D.N.F. – A Three Letter Result at Wimbleball

It’s hard, with the frequent retellings, not to embellish the story of my first DNF. Less than twenty miles to go, I’m feeling good, better than I’d expected. I hit a short rise, one of many at Wimbleball, I ease the gearing, spin a little, until the crest. Out of the saddle, shift into the big ring. The sound of a firm response. Lock up. A skid. Instinctively I brake; my foot is unclipped and down. I look back and there, firmly wedged among the spokes is my rear derailleur the remains of its hanger still attached. Race Over.

Broken rear Derailleur at Ironman 70.3 UK, Wimbleball

Between the hours of one and four that morning I alternated between brief, unsatisfactory sleep and periods pondering why I was racing. I couldn’t find a satisfactory answer. I was convinced I was lining myself up for a repeat of Lanzarote; it was time to throw in the towel. Breakfast was subdued, I struggled through some scrambled egg and a bagel with little appetite, nerves dominated. They remained – on the drive to the race site, in yet another queue to park, as I set up my bike. It was only when they announced a delay to the start that I found myself relaxing. Somehow the tension was broken and with it my confidence rose; at the very least I’d try.

Eventually we were escorted to the lake edge. One thousand athletes filed into the cold, murky water and floated waiting for the start. More delays. A slow trickle of late comers fill in at the back until – eventually – the national anthem is played and suddenly we’re off. I’d carefully chosen my position for a clear swim – it worked. I swam unimpeded through to the first turn buoy, clear water the entire way; I was moving well and the buoy arrived surprisingly soon, this would be a good race. My mood lifted and thoughts of abandoning the race were forgotten.

Subsequent buoys proved to be farther apart than expected. I reevaluated my swim, downgrading from good to okay. I would take okay. I was also starting to see the merit in 70.3, this was a much more manageable day than Ironman. I exited the water and dashed up the steep, muddy bank to transition eager to get on the bike, but with the emphasis firmly on successful completion I took my time in transition, layering up in case the improved weather failed to hold. Out of T1 the narrow mount line was crowded with triathletes haphazardly mounting their bikes, I weaved through the nervous mounts and twitchy handling careful to stay upright.

Then, once the crowds thinned I tested my legs. They worked. None of the emptiness of Lanzarote, my heart rate responded, the power rose – I could ride. I eased my way into the race, pushing hills, rolling through the flats, getting the feel for riding strongly. It was clear I wasn’t at my best, but the power numbers were pleasing – I was happy. The doubts that plagued my sleep were gone, I was enjoying the race. And so it continued until that short rise eight miles into lap two.

There have been times, at my lowest points in races, when I’ve wished a mechanical would take me out of the race, in fact had this happened a month ago in Lanzarote I don’t think I’d have complained, but today it was the last thing I wanted to happen.
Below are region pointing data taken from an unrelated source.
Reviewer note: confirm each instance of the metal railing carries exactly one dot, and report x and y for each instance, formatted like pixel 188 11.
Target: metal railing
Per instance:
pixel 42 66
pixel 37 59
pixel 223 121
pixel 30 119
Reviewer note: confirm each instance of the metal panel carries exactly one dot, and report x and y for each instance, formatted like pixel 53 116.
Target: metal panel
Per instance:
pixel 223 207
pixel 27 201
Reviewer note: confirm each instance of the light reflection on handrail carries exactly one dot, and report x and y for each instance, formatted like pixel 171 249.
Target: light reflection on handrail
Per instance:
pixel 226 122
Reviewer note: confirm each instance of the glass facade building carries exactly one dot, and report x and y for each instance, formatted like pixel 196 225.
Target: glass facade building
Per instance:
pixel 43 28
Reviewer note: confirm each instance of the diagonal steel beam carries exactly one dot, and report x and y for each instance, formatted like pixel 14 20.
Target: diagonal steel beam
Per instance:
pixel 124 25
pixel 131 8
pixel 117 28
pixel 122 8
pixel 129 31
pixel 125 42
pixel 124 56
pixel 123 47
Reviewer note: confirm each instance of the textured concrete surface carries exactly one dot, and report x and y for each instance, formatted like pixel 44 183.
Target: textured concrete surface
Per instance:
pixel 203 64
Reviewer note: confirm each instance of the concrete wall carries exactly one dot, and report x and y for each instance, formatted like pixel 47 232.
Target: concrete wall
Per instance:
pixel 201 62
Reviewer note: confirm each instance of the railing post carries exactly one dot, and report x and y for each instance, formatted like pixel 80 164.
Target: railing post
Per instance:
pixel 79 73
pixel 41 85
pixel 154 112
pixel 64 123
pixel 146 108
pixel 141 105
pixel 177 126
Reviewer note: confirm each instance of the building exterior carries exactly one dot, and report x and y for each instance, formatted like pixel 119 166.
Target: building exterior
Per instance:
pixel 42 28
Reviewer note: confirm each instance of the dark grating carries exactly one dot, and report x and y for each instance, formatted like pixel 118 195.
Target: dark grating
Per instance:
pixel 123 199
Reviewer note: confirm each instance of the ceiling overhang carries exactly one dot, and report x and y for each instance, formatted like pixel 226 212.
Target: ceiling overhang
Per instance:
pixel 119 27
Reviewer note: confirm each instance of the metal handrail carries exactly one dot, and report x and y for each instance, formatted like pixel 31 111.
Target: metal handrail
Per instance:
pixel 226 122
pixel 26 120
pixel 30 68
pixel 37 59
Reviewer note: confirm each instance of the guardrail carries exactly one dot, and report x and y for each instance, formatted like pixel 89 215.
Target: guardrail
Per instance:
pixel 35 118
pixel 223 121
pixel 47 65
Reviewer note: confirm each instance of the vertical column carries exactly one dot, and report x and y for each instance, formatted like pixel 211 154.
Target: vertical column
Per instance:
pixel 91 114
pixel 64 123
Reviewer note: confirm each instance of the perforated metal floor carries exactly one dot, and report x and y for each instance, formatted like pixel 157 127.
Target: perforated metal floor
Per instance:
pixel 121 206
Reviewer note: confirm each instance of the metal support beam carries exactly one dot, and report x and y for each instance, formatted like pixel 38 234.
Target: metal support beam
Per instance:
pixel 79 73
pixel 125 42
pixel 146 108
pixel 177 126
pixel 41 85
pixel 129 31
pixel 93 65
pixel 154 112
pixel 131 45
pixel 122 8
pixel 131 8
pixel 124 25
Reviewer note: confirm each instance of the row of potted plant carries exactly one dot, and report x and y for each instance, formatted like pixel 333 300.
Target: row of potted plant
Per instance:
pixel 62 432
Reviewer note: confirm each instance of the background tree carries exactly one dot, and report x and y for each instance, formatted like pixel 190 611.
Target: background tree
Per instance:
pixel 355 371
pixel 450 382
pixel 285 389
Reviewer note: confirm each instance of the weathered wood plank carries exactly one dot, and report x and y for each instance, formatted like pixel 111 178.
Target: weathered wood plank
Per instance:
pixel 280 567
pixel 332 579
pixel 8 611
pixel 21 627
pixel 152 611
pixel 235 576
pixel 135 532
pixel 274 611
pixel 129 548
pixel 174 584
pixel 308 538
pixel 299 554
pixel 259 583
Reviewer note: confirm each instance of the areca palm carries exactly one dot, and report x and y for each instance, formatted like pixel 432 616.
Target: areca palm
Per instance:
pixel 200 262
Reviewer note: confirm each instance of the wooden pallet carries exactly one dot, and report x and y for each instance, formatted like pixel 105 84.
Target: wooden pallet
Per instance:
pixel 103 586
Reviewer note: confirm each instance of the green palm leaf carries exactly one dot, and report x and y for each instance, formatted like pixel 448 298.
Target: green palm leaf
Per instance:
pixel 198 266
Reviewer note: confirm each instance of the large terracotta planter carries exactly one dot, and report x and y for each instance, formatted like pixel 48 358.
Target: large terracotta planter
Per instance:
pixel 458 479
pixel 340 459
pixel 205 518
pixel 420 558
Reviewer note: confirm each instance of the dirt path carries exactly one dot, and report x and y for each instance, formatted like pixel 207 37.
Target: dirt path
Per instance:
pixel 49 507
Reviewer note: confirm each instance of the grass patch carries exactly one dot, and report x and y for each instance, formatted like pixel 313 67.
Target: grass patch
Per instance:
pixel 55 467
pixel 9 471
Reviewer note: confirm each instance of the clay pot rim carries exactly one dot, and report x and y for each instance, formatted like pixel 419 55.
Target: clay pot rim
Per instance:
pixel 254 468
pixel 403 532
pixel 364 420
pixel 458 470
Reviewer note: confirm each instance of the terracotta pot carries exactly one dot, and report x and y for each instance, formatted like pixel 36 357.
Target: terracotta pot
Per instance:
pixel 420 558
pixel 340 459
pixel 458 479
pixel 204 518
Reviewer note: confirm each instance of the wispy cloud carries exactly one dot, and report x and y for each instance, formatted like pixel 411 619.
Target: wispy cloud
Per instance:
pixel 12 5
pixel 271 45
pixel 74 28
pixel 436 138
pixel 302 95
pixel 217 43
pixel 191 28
My race was over – twenty miles was too far to walk it in. I picked up my bike and turned back taking a side road towards Wimbleball. Four miles, bike on my shoulder and shoes in my hand, at least it wasn’t raining. I was frustrated at my first DNF. I was frustrated at failing the Ultimate Endurance Challenge at the first hurdle. I was frustrated that is had been out of my control – I had no say in this.

Back at the finish line I watched others collect their medal with a hint of disappointment. The first time I’d not earned one. But it wasn’t all gloom, four hours and forty-five minutes after race start the first of my athletes crossed the line in fourteenth place with a strong 1:22 half-marathon. At least something was working.